Implementation Considerations

Neural Operator Architecture: The implementation uses Fourier Neural Operators (FNOs) as the primary surrogate, with recommended settings from the neural operator library. For theoretical alignment, experiments with single-hidden-layer FNOs and last-layer-only training are also reported.
Initialization and Training: Kaiming or LeCun initialization is used to ensure the correct variance scaling for the infinite-width limit. Training is performed via mini-batch SGD with L2 regularization.
Computational Requirements: The approach is scalable to high-dimensional discretizations due to the efficiency of FNOs and the avoidance of explicit uncertainty quantification.
Search Space Discretization: In practice, the infinite-dimensional search space is discretized to a finite pool of candidate functions, enabling tractable optimization and evaluation.

Implications and Future Directions

The proposed NOTS framework provides a scalable and theoretically grounded approach for active optimization in function spaces, with direct applicability to scientific and engineering domains involving expensive black-box operators. The method circumvents the limitations of traditional BO in high dimensions and offers a practical alternative to ensemble-based uncertainty quantification for neural operators.

Theoretically, the work bridges the gap between operator learning, Bayesian optimization, and Thompson sampling, extending regret guarantees to the function space setting. Practically, the empirical results indicate that neural operator surrogates can enable efficient exploration and optimization in regimes where GP-based methods are infeasible.
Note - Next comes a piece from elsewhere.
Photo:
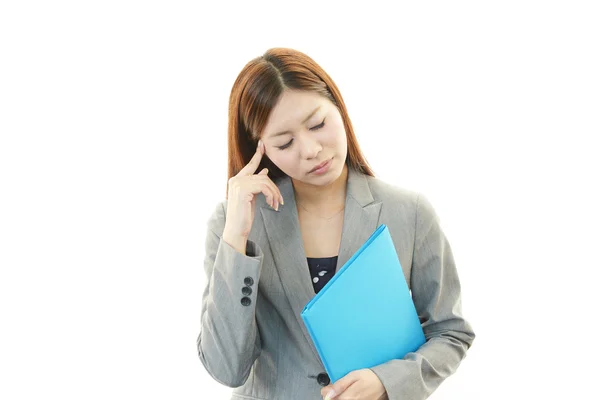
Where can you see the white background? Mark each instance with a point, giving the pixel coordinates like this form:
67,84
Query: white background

Future research directions include:

Extending the theoretical analysis to continuous search spaces and nonlinear functionals.
Generalizing the regret bounds to multi-layer neural operators and more general noise models.
Developing batch and parallel variants of NOTS for further scalability.
Applying the framework to real-world scientific discovery and engineering design problems, where function-space optimization is critical.
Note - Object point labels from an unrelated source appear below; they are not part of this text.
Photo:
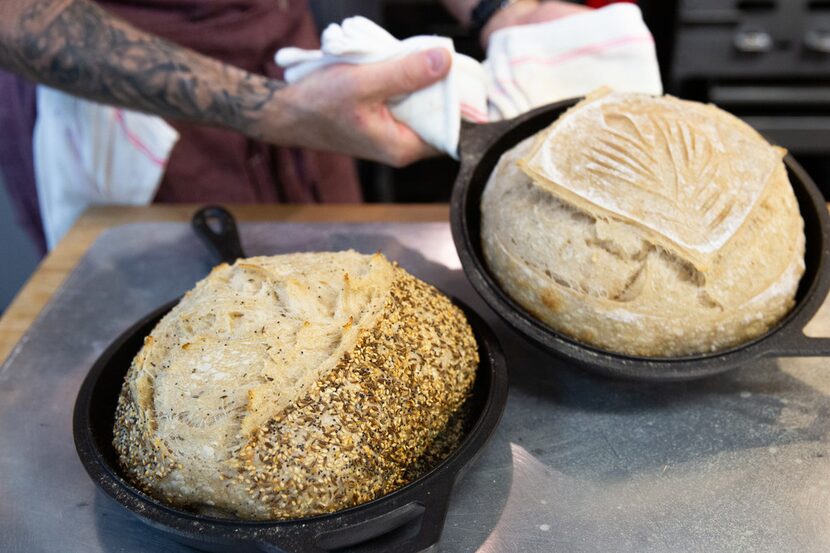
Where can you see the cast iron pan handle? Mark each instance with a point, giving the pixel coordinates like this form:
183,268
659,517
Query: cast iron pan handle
413,527
792,342
217,229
Summary Table: Key Features and Results

Aspect	NOTS (Proposed)	GP-based BO	Ensemble/Active Learning
Surrogate Model	Neural Operator (FNO)	GP/BNN	DeepONet/FNO Ensemble
Uncertainty Quant.	Infinite-width GP limit	Explicit GP posterior	Ensemble variance
Regret Guarantee	Sublinear (Bayesian)	Sublinear (finite-dim)	Not available
Scalability	High (function space)	Poor (high-dim input)	Moderate
Empirical Performance	Superior in high-dim	Degrades in high-dim	Task-dependent

Concluding Remarks

This work establishes a new paradigm for active optimization in function spaces by unifying neural operator learning with Thompson sampling. The approach is theoretically justified, computationally efficient, and empirically validated on challenging PDE optimization tasks. The framework opens avenues for principled, data-efficient optimization in domains where the search space is inherently infinite-dimensional and the cost of oracle queries is prohibitive.